Friend functions are defined within a class that enable these functions outside the class to access the function and data within the object.  The function can be a C++ function or a operator-overload function

Class C {
    friend void fn (...)  // a normal function
    friend a& operator<<(..._  // operator overloading of <<
    .... // normal class definition
}

Friend functions are declared outside of the class  

C Array

The name of an array is a constant pointer to the first element of the array.  We can pass an array to the function of the equivalent signature

int fn(int* const x)

int a[5] = [100, 200, 300, 400, 500];
int b
b = fn(a);

Because array name is a pointer, it can be returned by a function as such (beware of out-of-scope issue).

Pass By Pointer in C++

Passing argument to a function can be more efficient when using the pass-by-reference method, especially when the argument size is huge.

int fn(int& x, int& y)

The same level of efficiency can also be achieved using constant pointers.  You can change the value pointed to but not the pointer itself, similar to using references

int fn(int* const p, int* const q)

Similar to returning a reference in a function, be careful not to returning a pointer to an out-of-scope object. Commonly, the return pointer points to an area in heap allocated by the new operator.  Likewise, using a pointer to receive a returning pointer is efficient as it will not involve any copying of the object content.  Using a variable to receive a returning pointer will end up making a copy of the object the pointer points to.

C++ Pointers

Pointer contains address of another variable or object.  To point to an existing variable, assign the point using the address operator (&)

int a
int* b = &a

To access the variable pointed by a pointer, use the dereference operator (*)

int c = *b

A constant pointer cannot change to point to another variable

int* const b = &a
b = &c // generates error

A pointer to a constant cannot change the value of the variable the pointer points to

const int* b
*b = c // generates error

a constant pointer to a constant is most restrictive
const int* const b

C++ Reference

A reference is an alias for another variable.  It is declared using the & operator

int a = 100;
int& b = a

A reference must be initialized when it is declare or results in compilation error.

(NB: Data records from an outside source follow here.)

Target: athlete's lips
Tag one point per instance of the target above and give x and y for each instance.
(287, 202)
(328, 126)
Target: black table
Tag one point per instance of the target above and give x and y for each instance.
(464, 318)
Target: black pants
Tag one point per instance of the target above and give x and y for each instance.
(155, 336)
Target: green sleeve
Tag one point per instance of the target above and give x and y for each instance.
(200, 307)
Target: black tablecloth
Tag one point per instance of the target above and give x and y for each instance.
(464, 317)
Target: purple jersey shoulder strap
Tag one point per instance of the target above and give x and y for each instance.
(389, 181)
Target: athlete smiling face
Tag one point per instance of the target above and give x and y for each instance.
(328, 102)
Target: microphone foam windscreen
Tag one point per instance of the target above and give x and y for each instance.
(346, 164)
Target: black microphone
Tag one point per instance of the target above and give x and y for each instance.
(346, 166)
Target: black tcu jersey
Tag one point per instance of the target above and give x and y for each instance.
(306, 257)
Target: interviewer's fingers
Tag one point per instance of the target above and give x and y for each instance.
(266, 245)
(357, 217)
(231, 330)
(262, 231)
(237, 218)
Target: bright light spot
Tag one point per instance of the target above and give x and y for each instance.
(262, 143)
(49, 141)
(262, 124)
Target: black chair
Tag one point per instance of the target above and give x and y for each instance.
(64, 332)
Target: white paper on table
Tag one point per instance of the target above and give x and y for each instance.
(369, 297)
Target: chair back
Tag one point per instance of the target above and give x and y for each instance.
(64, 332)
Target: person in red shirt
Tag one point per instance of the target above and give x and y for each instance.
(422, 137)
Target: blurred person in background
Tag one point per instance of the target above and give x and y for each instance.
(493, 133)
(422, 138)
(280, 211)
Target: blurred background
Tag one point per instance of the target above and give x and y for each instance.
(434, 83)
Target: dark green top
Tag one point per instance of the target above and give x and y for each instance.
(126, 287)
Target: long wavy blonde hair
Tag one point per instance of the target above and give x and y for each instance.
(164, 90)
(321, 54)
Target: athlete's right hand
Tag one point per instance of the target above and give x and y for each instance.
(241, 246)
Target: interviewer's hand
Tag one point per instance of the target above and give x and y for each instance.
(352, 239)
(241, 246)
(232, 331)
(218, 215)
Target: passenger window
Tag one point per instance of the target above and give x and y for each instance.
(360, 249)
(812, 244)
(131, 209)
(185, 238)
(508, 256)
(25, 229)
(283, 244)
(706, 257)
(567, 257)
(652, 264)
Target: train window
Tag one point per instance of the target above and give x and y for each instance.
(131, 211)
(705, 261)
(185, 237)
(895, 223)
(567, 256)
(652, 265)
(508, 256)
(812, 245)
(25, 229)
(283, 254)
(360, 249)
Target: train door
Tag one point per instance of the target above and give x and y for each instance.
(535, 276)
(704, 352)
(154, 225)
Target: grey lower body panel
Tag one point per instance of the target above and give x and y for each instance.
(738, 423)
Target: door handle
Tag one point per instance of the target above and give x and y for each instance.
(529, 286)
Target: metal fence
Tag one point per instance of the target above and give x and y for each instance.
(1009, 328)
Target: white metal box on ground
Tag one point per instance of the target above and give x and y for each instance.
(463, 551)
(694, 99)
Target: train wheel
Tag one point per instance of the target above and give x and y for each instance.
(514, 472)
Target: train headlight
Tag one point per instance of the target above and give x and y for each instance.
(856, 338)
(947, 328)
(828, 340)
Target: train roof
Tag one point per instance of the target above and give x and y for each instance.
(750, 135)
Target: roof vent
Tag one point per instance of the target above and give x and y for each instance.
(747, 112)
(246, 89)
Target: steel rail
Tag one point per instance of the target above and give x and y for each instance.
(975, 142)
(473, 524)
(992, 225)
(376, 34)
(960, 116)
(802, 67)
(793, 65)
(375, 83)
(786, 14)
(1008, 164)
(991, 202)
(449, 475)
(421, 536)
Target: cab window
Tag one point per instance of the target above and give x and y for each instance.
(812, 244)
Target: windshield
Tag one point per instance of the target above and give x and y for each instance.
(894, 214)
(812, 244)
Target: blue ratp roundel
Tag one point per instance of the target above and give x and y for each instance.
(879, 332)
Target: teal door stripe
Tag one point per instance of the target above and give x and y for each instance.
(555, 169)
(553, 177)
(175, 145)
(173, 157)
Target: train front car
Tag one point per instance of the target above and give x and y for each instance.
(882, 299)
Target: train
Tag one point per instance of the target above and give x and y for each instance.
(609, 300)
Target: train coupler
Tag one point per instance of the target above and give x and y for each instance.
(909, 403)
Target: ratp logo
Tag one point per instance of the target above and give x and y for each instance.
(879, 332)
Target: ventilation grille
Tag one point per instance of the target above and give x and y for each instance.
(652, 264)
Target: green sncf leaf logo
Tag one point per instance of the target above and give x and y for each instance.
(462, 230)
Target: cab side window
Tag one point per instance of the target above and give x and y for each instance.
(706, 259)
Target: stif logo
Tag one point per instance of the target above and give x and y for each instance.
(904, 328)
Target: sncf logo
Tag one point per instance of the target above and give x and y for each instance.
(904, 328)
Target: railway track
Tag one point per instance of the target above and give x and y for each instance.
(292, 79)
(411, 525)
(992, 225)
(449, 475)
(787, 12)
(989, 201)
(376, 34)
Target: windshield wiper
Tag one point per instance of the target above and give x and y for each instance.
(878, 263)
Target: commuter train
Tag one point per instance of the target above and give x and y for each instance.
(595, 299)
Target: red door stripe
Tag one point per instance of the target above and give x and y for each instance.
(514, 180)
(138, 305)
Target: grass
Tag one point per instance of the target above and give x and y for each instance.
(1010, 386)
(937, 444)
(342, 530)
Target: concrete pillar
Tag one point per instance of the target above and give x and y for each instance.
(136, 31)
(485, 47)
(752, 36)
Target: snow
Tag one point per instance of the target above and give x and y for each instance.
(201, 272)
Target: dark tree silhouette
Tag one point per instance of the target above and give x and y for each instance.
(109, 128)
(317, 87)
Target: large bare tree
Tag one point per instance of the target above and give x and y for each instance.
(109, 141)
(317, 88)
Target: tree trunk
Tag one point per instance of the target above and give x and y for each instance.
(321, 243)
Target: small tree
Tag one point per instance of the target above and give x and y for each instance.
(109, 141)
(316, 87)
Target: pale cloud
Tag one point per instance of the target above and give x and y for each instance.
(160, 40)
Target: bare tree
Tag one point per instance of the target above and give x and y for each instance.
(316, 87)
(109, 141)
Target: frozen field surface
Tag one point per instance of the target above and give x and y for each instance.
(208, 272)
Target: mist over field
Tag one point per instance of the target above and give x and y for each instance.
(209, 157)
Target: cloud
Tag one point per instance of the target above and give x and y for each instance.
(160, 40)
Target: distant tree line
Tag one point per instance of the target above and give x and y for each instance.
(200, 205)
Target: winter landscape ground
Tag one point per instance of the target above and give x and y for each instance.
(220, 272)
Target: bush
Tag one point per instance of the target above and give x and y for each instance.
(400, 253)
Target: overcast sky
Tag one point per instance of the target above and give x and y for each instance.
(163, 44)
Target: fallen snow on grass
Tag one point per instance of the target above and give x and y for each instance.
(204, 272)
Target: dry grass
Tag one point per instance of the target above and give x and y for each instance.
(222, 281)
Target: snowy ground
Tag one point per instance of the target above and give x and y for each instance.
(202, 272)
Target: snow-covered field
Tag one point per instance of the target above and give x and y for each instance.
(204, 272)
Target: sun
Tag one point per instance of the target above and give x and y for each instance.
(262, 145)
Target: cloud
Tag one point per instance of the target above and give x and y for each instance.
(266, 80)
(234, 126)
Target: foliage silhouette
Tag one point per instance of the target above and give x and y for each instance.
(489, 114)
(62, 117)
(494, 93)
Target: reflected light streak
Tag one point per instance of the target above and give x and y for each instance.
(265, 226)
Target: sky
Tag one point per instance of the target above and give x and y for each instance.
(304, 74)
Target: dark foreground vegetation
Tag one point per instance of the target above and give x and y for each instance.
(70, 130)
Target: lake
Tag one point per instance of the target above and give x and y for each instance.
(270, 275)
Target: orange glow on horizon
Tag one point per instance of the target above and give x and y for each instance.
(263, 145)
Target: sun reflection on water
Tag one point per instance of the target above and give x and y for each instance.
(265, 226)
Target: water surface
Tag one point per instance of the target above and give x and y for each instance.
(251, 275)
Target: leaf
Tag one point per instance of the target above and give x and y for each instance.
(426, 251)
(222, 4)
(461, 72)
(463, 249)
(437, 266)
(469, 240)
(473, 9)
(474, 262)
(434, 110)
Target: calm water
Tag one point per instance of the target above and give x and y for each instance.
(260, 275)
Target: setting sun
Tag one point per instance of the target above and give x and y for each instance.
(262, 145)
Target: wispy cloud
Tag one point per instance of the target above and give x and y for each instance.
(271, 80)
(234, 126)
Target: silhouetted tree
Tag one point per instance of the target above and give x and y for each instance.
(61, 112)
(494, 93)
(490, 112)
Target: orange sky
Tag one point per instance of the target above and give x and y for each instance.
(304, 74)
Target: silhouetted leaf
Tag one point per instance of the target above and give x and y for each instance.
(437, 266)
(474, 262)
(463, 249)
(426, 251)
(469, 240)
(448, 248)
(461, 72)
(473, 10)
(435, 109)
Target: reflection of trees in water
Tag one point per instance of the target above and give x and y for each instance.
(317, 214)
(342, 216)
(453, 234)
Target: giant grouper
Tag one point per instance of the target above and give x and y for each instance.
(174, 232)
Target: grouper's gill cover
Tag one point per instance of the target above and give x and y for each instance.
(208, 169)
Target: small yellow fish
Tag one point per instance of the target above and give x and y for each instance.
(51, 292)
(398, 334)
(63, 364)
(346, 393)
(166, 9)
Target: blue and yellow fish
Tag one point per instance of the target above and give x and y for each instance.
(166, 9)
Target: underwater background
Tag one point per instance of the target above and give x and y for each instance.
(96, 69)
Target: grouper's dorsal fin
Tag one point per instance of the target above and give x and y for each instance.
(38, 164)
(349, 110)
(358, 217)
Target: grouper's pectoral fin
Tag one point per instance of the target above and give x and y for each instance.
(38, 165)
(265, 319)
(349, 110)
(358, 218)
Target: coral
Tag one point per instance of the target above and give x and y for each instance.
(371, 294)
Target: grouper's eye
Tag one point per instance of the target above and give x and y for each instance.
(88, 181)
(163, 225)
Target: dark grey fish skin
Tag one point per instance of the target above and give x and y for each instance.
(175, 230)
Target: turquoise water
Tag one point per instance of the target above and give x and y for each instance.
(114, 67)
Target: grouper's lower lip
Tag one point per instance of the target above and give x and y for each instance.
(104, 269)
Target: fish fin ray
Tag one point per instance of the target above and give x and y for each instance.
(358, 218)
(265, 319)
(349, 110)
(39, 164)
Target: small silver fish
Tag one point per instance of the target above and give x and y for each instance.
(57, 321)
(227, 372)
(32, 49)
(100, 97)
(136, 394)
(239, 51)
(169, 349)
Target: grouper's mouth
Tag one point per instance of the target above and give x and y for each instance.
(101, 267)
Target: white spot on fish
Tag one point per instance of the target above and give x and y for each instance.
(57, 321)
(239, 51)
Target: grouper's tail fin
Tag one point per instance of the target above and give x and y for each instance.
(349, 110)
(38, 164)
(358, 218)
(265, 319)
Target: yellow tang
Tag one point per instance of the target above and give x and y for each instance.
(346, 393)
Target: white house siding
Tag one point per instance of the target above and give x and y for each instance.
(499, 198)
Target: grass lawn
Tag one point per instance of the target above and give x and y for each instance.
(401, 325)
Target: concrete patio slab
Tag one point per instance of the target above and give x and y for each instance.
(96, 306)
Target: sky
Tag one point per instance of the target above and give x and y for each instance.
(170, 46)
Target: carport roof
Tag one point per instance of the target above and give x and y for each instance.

Reference can be used in place of the variable (as it is just like have another name for the same variable)

a += 1 or b +=1 yields the same result

To pass by reference in a function fn is efficient if the parameter size is large

int fn(int& x, int& y)
int i, j, k

i = fn(j, k)

fn can change the value of j and k in its code.  To prevent fn changing the arguments, declare the funciton using constant reference

int fn(const int& x, const int& y)

When a function returns a reference (e.g. int& fn(...)), it must make sure that the deference is not on a local variable as the memory storage will disappear when the fn goes out of scope.  It must return either a static variable or a reference to a parameter.  The calling program can assign the return reference value to another reference variable.  In this case, the return object is not copied

int& a = fn(...)  // no copy of content

If the calling program uses a variable to receive the return value, the content of the object will be copied

int a = fn (..) // content copy